Miranda Priestly reprend son trône
Bonne nouvelle : Meryl Streep est de retour. Sa silhouette glaciale, ses soupirs assassins et ses répliques coupantes comme des talons Louboutin reprennent vie. Cette fois, Miranda devra composer avec la chute du papier et l’ascension des algorithmes. Oui, même les tyrans de la mode doivent apprendre à dompter les réseaux sociaux.
À ses côtés, Anne Hathaway reprend son rôle d’Andy Sachs, mais je sens qu’on va oublier l’assistante gauche qu’elle était en 2006. Emily Blunt, elle, campe une Emily Charlton devenue cadre dans le luxe, tandis que Stanley Tucci revient en Nigel, toujours aussi irrésistiblement sarcastique.

Le casting : retour et nouvelles têtes
Adrian Grenier ne rempile pas (personne ne regrettera son fameux grilled cheese tiède). À la place, Kenneth Branagh débarque dans la peau du nouveau mari de Miranda, et des noms comme Lucy Liu, Pauline Chalamet, Simone Ashley, Justin Theroux, ou B.J. Novak viennent apporter du sang neuf. Mention spéciale pour Patrick Brammall, l’intérêt amoureux d’Andy. Une romance qui, je l’espère, sera plus savoureuse que les sandwiches de Nate.
L’intrigue : pouvoir, ego et guerre numérique
La tension est palpable : Miranda lutte pour sauver l’empire Runway, tandis qu’Emily, en charge des budgets publicitaires, détient désormais le vrai pouvoir. Quant à Andy ? Elle navigue quelque part entre fidélité, ambition et nouveaux choix de carrière. Bref, les griffes sont sorties.
Premières images : un festival de looks
Les premières photos du tournage m’ont déjà convaincu. Andy 2025 mise sur un look monochrome ultra‑moderne : total look blanc, escarpins assortis et lunettes noires, un mélange d’élégance et de minimalisme qui lui va à merveille. Miranda, fidèle à son aura glaciale, arbore un trench beige impeccable, des talons rouges et un sac noir, simple, mais toujours aussi impériale.

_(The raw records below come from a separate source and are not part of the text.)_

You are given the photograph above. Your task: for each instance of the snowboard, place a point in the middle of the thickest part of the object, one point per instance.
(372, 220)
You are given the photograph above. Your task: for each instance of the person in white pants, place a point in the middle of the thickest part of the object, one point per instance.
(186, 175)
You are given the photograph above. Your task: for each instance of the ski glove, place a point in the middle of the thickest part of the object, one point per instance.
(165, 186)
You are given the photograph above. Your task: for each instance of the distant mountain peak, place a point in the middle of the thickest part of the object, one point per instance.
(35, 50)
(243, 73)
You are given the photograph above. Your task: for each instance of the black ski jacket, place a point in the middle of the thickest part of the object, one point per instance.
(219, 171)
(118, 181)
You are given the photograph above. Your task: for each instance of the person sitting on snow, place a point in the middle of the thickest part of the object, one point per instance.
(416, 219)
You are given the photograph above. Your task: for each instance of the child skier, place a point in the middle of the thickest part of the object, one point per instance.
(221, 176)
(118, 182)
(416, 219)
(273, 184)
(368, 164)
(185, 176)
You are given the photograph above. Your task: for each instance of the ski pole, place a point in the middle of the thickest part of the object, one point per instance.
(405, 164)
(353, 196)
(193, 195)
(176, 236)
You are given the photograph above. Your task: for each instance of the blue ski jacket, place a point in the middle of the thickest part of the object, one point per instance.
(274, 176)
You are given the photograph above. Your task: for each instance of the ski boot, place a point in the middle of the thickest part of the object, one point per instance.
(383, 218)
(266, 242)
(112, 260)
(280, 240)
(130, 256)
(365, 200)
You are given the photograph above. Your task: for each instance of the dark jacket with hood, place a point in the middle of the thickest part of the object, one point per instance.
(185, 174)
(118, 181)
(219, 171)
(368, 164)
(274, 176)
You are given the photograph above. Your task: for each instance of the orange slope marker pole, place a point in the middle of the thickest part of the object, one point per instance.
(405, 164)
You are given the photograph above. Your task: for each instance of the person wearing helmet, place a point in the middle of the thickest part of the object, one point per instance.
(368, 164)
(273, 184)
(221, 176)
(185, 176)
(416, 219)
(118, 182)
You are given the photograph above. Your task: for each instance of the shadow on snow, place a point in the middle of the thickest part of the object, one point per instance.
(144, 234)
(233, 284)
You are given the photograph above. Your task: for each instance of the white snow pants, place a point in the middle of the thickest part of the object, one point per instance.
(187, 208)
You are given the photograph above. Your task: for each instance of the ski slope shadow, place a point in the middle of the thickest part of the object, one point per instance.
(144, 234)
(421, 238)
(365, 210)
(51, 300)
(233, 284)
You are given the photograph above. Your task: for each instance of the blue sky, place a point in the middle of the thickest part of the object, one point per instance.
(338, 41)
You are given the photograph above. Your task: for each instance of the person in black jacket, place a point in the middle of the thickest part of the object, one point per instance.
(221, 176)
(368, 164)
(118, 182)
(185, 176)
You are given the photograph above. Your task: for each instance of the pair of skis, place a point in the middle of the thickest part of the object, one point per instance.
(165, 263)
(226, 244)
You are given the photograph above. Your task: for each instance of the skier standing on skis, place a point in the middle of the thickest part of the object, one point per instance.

Pourquoi j’attends ce film
Parce que le premier film est une bible déguisée en comédie glamour, et que revoir ce trio légendaire sur grand écran a quelque chose d’irrésistible. Parce que la satire des médias à l’heure des réseaux sociaux promet d’être féroce. Et surtout, parce que Meryl Streep pourrait encore une fois décrocher un Oscar rien qu’avec un froncement de sourcil.

Verdict
2026 sera l’année où Miranda Priestly nous rappellera qu’en un claquement de doigts, tout peut basculer. Et franchement ? Je suis prêt à lui tendre mes clés, mon téléphone et mon cœur.